February 27 2025
Circuit Breaker in Practice
How to stop a slow or failing dependency from dragging the rest of your system down just because every request keeps failing the same way.
Andrews Ribeiro
Founder & Engineer
4 min Intermediate Systems
The problem
Some integrations get sick and drag everything else with them.
The flow usually looks like this:
- service A depends on service B
- service B becomes slow or unstable
- service A keeps trying on every request
- threads, connections, and internal queues start filling up
- suddenly B’s problem also became A’s problem
That happens because insisting too much is also a kind of failure.
Mental model
Circuit breaker is a mechanism for answering this question:
when a dependency is failing too much, does it still make sense to keep trying right now?
If the answer is no, the system stops insisting for a while and fails fast.
The name helps because it works like an electrical breaker:
- normal: circuit closed
- too much failure: circuit opens
- after some time: test whether it can close again
It is not magic.
It is damage control.
Breaking the problem down
Closed: the normal behavior
While the dependency is healthy, calls continue normally.
Closed means:
- calls are allowed
- success and failure are measured
- the dependency keeps being observed
Open: stop insisting
When error rate or timeout crosses some threshold, the circuit opens.
Opening means:
- do not send new calls for a period
- fail fast
- free the rest of the system to continue with fallback, controlled error, or degradation
That point matters a lot.
Opening the circuit does not heal the dependency.
It only stops you from burning resources on something that is already unhealthy.
Half-open: test recovery
After an interval, the system allows a few controlled attempts to test recovery.
If they work, it closes again. If they keep failing, it opens again.
That avoids two bad extremes:
- never testing again
- releasing all traffic too early
Circuit breaker does not replace timeout
This mistake shows up a lot.
Without timeout, the call may hang for too long.
Without well-designed retry, a small transient failure turns into unnecessary error.
Without circuit breaker, a sick dependency keeps pulling your resources down with it.
Each mechanism solves a different part:
- timeout limits waiting
- retry handles transient failure
- circuit breaker stops insistence once the pattern already looks like collapse
Fallback has to be honest
When the circuit opens, the system may:
- return a clear error
- serve degraded data
- use cache
- skip a secondary feature
The important part is that the fallback stays coherent with the business.
It does not help to return dangerous data just to hide that the dependency is down.
Simple example
Imagine checkout calling an antifraud service.
If antifraud starts responding in 8 seconds or fails 70 percent of the time, every new payment accumulates more waiting.
Without protection:
- the user waits too long
- the connection pool gets stuck
- the internal queue grows
- checkout starts looking broken even when the rest is fine
With a circuit breaker:
- the system detects strong degradation
- it opens the circuit
- new requests fail fast or enter a degraded path
- after some time, a few attempts test recovery
That is not only pretty in a diagram.
It is the kind of decision that stops a local incident from becoming a cascade.
Common mistakes
- Assuming retry always helps.
- Opening a circuit without a well-defined timeout.

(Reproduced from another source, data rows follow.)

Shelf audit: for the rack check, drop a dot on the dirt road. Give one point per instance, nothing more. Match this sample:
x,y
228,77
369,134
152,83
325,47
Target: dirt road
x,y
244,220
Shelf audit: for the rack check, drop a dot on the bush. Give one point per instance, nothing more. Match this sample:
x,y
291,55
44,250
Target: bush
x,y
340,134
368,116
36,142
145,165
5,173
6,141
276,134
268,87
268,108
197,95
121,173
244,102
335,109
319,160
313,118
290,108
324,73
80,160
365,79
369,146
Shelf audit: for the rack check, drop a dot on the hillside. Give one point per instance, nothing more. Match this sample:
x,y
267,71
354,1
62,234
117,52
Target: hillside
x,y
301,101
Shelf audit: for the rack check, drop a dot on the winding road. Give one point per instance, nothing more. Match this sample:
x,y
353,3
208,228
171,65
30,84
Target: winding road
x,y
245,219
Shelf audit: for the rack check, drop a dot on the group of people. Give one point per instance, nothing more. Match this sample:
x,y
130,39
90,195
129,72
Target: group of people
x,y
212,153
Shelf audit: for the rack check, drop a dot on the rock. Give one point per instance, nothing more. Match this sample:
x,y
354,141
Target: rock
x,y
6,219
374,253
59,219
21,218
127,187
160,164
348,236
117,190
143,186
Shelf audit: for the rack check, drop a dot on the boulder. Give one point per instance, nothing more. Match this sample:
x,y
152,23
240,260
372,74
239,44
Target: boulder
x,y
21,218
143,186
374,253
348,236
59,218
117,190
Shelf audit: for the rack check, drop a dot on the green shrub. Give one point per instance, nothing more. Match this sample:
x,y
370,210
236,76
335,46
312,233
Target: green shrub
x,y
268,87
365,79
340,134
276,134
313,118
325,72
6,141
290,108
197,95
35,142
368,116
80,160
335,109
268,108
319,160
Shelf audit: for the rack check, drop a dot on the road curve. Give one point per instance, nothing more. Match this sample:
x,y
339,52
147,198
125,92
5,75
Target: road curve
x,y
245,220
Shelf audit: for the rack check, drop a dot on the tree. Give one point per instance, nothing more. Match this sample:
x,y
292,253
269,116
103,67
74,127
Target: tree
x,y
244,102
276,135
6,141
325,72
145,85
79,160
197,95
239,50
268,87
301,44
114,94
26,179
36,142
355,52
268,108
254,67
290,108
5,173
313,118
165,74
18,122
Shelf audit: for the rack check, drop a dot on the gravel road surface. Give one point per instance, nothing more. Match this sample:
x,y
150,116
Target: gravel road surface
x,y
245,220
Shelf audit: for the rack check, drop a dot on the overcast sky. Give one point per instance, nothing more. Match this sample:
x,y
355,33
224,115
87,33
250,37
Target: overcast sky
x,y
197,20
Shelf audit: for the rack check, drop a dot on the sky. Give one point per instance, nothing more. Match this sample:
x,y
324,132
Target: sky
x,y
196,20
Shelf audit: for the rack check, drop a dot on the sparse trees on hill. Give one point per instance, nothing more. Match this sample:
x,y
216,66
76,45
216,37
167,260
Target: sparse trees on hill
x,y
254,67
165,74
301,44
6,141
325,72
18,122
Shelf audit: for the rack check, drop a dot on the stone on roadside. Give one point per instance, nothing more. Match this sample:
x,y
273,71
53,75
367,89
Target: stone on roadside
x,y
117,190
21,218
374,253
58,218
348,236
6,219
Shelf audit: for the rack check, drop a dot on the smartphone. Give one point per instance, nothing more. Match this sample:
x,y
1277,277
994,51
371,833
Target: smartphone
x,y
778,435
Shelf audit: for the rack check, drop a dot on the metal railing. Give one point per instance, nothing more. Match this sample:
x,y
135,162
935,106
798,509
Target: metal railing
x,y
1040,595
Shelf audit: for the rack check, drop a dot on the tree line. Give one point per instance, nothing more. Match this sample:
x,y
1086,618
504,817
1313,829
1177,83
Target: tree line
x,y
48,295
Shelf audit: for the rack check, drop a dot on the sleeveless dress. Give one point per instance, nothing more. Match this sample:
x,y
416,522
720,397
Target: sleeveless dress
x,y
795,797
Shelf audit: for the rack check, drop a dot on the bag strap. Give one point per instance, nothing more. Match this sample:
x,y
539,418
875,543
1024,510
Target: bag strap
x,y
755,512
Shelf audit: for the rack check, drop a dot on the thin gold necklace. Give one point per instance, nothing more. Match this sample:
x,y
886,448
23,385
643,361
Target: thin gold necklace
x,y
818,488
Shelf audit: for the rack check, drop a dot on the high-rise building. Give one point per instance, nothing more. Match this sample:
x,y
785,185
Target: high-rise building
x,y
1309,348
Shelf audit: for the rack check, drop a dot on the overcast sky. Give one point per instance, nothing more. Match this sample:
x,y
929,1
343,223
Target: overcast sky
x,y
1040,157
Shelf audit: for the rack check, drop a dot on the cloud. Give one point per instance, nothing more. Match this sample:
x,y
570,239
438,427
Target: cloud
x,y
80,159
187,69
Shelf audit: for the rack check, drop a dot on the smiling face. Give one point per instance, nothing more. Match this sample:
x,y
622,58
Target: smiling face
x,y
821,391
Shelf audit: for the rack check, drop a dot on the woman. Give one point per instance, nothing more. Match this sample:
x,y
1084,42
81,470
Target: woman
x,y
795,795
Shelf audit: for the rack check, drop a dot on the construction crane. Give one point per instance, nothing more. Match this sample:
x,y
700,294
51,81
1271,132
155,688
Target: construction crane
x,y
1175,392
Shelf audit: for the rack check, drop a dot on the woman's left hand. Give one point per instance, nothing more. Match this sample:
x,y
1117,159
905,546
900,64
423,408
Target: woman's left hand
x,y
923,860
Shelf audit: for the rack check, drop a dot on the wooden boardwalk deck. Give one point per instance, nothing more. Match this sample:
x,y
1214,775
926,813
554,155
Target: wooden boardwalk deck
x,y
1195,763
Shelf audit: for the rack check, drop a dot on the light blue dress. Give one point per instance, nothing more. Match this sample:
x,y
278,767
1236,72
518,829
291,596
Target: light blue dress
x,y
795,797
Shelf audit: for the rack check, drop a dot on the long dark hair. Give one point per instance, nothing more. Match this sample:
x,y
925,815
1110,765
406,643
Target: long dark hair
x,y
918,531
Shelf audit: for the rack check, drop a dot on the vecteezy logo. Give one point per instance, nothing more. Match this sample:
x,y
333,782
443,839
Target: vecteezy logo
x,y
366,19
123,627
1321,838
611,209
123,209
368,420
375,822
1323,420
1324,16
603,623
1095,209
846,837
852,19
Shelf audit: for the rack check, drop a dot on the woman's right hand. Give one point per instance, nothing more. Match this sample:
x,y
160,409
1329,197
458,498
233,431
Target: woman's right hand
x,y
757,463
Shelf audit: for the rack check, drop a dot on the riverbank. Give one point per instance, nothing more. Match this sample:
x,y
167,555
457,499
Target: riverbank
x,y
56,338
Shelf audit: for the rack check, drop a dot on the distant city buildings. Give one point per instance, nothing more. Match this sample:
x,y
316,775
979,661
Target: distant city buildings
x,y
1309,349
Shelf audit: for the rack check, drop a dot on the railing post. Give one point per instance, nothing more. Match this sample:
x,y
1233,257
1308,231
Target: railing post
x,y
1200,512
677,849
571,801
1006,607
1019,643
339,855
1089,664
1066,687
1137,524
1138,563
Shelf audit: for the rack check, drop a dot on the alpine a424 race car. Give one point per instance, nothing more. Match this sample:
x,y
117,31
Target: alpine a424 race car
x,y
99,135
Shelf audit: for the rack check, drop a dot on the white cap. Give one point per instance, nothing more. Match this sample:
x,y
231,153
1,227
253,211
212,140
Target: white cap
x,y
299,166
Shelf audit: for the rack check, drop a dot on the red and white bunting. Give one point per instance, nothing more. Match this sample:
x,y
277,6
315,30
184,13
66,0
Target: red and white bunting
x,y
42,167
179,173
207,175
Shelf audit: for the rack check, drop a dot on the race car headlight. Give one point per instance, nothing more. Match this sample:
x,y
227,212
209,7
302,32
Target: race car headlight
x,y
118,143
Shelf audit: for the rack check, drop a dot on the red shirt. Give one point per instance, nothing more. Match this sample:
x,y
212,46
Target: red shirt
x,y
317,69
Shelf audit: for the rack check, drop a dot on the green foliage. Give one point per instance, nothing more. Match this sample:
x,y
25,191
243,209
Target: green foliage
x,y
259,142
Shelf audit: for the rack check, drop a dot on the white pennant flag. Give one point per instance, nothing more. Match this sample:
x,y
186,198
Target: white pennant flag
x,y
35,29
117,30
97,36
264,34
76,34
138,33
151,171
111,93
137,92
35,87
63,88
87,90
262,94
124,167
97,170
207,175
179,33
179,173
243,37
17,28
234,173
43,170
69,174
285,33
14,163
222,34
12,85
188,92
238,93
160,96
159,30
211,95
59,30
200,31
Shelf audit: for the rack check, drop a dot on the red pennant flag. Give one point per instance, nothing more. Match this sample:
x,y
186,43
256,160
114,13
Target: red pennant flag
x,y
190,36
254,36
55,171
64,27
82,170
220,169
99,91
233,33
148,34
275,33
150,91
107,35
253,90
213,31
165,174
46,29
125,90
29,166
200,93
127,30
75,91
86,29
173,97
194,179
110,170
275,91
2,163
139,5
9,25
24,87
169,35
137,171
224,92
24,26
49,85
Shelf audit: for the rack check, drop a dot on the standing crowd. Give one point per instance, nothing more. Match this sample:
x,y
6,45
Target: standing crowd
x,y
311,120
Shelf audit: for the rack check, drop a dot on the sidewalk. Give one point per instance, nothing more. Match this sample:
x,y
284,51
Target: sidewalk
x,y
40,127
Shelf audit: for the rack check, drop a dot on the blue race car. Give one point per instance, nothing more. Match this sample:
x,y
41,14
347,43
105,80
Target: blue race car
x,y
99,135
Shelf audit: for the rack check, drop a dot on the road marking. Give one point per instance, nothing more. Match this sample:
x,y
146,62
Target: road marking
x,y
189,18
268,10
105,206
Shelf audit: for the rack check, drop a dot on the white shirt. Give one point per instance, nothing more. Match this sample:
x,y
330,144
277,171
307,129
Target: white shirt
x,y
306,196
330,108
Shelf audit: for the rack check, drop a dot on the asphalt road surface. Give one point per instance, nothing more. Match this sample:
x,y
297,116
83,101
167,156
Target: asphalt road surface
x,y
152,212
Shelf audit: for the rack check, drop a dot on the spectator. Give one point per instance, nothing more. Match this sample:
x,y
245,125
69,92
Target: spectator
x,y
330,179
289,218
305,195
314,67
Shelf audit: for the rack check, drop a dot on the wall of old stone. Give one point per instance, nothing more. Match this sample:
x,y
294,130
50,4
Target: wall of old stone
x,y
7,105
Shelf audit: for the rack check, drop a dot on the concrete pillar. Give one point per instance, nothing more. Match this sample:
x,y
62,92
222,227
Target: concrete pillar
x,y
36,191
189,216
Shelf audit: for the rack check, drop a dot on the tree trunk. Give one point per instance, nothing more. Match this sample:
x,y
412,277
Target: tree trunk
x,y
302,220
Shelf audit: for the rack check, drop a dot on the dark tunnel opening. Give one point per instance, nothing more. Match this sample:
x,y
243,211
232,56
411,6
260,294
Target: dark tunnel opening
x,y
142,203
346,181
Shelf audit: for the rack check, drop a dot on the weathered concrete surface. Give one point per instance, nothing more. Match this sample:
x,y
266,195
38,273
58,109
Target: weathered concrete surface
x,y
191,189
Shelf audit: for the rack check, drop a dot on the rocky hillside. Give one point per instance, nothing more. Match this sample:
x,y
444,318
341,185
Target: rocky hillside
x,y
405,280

- Using generic thresholds without thinking about dependency behavior.
- Having no fallback or no clear message for the open state.
- Measuring only explicit error and ignoring timeout or bad latency as degradation signal.
How a senior thinks about it
Someone with more experience looks at a shaky integration and asks:
“If this dependency gets sick right now, will I get sick with it or can I isolate the damage?”
That question changes the design.
It moves the conversation away from “keep trying until it works” and toward resilience.
Because in production, blind insistence only looks like perseverance until the first cascade.
What the interviewer wants to see
In interviews, circuit breaker usually appears as part of service resilience.
The evaluator wants to see whether you understand the behavior, not just the pattern name.
Good signals:
- you distinguish timeout, retry, and circuit breaker
- you talk about failing fast
- you mention closed, open, and half-open states
- you connect it to resource protection and controlled degradation
A strong answer often sounds like this:
“If the dependency is failing above some threshold, I stop insisting for a while. That reduces latency, protects local resources, and prevents its failure from turning into a cascade in my system.”
Circuit breaker does not make the third-party service healthy. It only stops its illness from turning into internal bleeding in yours.
Quick summary
What to keep in your head
- Circuit breaker exists to stop insisting on a dependency that is already failing too much.
- The main goal is to contain damage, reduce latency, and protect your own system resources.
- Timeout, retry, and circuit breaker need to work together. Retry alone can make collapse worse.
- Opening the circuit does not fix the dependency, but it stops its problem from becoming your cascading problem.
Practice checklist
Use this when you answer
- Can I explain the difference between timeout, retry, and circuit breaker?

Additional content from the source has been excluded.